Il n’est pas invoqué de motif exceptionnel qui justifierait la réduction ou suppression du délai d’évacuation, de sorte que Monsieur [B] sera débouté de ce chef de demande.
3. Sur l’exécution provisoire
L’exécution provisoire de droit de la présente décision n’a pas lieu d’être écartée, et il convient donc de déclarer le présent jugement exécutoire de droit par provision, en application des articles 514 et 514-1 du Code de procédure civile.

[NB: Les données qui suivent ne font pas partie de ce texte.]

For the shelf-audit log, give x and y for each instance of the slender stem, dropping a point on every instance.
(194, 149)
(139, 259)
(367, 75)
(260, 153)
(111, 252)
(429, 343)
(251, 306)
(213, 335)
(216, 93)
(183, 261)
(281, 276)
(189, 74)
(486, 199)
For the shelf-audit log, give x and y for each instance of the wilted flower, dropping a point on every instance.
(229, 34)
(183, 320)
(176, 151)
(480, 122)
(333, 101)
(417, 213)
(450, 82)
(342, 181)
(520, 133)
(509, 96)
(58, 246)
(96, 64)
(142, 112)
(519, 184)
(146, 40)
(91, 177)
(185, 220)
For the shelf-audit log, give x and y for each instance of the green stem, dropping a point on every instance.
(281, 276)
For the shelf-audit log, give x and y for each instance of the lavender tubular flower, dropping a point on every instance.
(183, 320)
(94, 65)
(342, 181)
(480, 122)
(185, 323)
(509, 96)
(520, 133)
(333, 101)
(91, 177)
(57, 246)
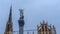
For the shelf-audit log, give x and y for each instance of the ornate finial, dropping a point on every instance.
(21, 13)
(43, 22)
(50, 25)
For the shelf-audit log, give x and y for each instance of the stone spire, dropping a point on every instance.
(10, 15)
(9, 28)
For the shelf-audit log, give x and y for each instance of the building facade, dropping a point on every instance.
(44, 28)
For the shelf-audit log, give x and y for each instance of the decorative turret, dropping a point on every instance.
(9, 28)
(21, 21)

4. Sur les dépens et les frais irrépétibles :
Monsieur et Madame [M] ayant succombé à la présente instance, ils en supporteront solidairement les entiers dépens, y compris le commandement de payer et l’assignation, conformément à l’article 696 du Code de Procédure Civile.

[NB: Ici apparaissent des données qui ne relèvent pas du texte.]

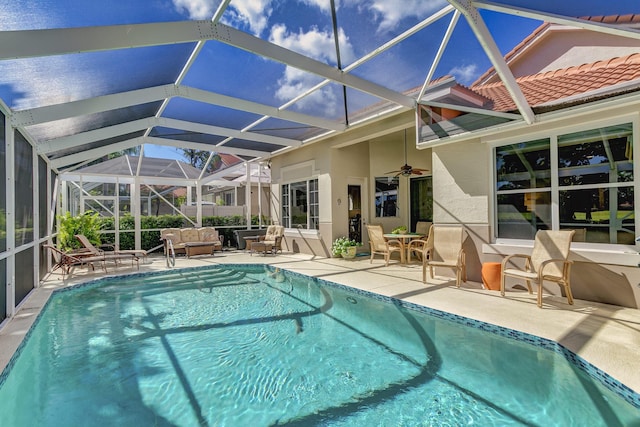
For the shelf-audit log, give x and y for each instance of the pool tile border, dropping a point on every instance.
(592, 371)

Compte tenu de son désistement d’instance et d’action, Monsieur [J] [B] conservera la charge de ses dépens liés à Monsieur [J] [Y], sauf meilleur accord des parties.

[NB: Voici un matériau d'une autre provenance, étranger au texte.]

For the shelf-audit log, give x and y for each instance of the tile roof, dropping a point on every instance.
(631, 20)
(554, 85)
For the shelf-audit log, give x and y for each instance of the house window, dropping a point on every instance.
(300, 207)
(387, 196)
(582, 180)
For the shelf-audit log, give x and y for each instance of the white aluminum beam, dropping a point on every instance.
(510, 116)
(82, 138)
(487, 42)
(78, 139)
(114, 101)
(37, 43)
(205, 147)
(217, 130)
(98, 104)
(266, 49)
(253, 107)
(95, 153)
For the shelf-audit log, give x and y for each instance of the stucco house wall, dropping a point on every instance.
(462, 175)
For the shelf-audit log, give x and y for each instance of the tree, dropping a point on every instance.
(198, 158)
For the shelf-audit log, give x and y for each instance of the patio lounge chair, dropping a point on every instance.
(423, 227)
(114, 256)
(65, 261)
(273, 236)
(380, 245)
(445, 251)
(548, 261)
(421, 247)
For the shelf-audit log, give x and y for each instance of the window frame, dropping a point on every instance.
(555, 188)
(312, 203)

L’équité ne commande pas de faire application des dispositions de l’article 700 du même Code.
PAR CES MOTIFS
Le Juge des Contentieux de la Protection, statuant publiquement, par jugement réputé contradictoire et rendu en premier ressort,
CONSTATE le désistement d’instance et d’action de Monsieur [J] [B] à l’encontre de Monsieur [J] [Y] ;
DÉCLARE recevable la demande de Monsieur [J] [B] ;
PRONONCE la résiliation judiciaire du bail conclu le 9 août 2022 entre Monsieur [J] [B] d’une part, et Monsieur [G] [M] et Madame [P] [M] d’autre part ;
CONDAMNE solidairement Monsieur [G] [M] et Madame [P] [M] à payer à Monsieur [J] [B] la somme de 910,00 euros au titre de l’arriéré des loyers arrêtés au mois de novembre 2025 inclus, avec intérêts au taux légal à compter du 5 novembre 2025 ;
ACCORDE à Monsieur [G] [M] et Madame [P] [M] des délais pour s’acquitter de cette dette en dix-huit mensualités de 50,00 euros, suivies d’une dix-neuvième du solde, frais et intérêts, à verser en sus des loyers courants au plus tard le dernier jour de chaque mois et pour la première fois le dernier jour du mois suivant la signification du présent jugement ;
RAPPELLE que pendant ces délais, les effets de la résiliation sont suspendus et qu’à règlement complet de la dette à l’intérieur des délais cette résiliation sera réputée ne pas avoir été prononcée ;
DIT qu’à première défaillance à l’intérieur de ce délai, le solde deviendra immédiatement exigible ;
dans ce cas,
FIXE le montant de l’indemnité d’occupation à 910,00 euros par mois, charges comprises ;
CONDAMNE solidairement Monsieur [G] [M] et Madame [P] [M] au paiement de cette indemnité à Monsieur [J] [B] du jour du premier impayé, à celui de l’évacuation complète des lieux avec remise des clés au propriétaire, avec intérêts au taux légal au dernier jour de chaque mois sur la mensualité échue ;
ORDONNE l’évacuation par Monsieur [G] [M] et Madame [P] [M], et tous occupants de leur chef, du logement sis [Adresse 3] à [Localité 7], dans un délai de deux mois suivant le commandement de quitter les lieux ;
ACCORDE à la partie demanderesse le concours de la force publique pour en cas de besoin faire procéder à l’expulsion de Monsieur [G] [M] et Madame [P] [M] ;
DÉBOUTE Monsieur [J] [B] du surplus de ses demandes ;
dans tous les cas,
DÉBOUTE Monsieur [J] [B] de sa demande en dommages et intérêts pour résistance abusive ;
DIT n’y avoir lieu de faire application de l’article 700 du Code de Procédure Civile ;
DÉCLARE le présent jugement exécutoire de droit à titre provisoire, et DIT n’y avoir lieu de l’écarter ;
CONDAMNE solidairement Monsieur [G] [M] et Madame [P] [M] aux dépens y compris ceux liés au commandement de payer et à l’assignation, à l’exception de ceux liés à Monsieur [J] [Y] ;
DIT que Monsieur [J] [B] conservera la charge de ses dépens liés à Monsieur [J] [Y], sauf meilleur accord des parties ;
AINSI JUGÉ ET PRONONCÉ, les jour, mois et an susdits, et nous, Juge et Greffier, avons signé le présent jugement.